Artists Statement

By December 16, 2018April 12th, 2019About the Artwork

Our bodies are mostly water, and we are an intimate part of the hydrological cycle. Think about this when you first awaken – we are all water filters. We intrinsically know this, and that all life depends on water. Looking at water, or a painting of water, resonates emotionally in our bodies and minds.

I am primarily a perceptual oil painter, using imagination to explore the rhythms and forms that appear on the canvas. The colors I choose are arbitrary, and paint is layered until I see movement and life. The interaction of water and light is what interests me, and by painting water without a horizon, I am able to capture its abstract nature.

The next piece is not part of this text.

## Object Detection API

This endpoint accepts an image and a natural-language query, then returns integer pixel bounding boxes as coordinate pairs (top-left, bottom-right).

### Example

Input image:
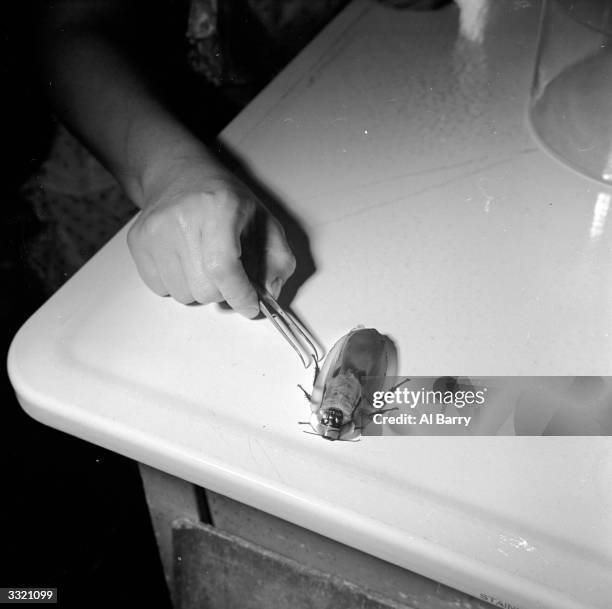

Many artists have been called by water, and we have been testing the hypothesis that art can lead to positive action to help heal our world. We have considerable evidence that it does.

In the summer of 2018, I designed a class at the Seattle Artist League: Art, Activism and the Salish Sea. I collaborated with the students to do a book, “Artists Celebrate the Salish Sea”, which is available on Amazon.

All profits go to the Salish Sea Project, a film alerting us to what is happening in the sea, particularly with the Orcas and their prey, the Chinook Salmon.   SAL hosted an fund-raising exhibition of 25 artists who also helped to support this project. Both the book and the film offer specific ideas on how each of us can make a difference in supporting clean water, wherever we may live.

This April, Giana Pilar Gonzales and I will do a workshop at the Foundations of Art and Education Conference in Columbus, Ohio.   In “Water Journeys”, we will all work with images to explore our individual relationships with water, and how this relates to identity, value, ethics and our future actions.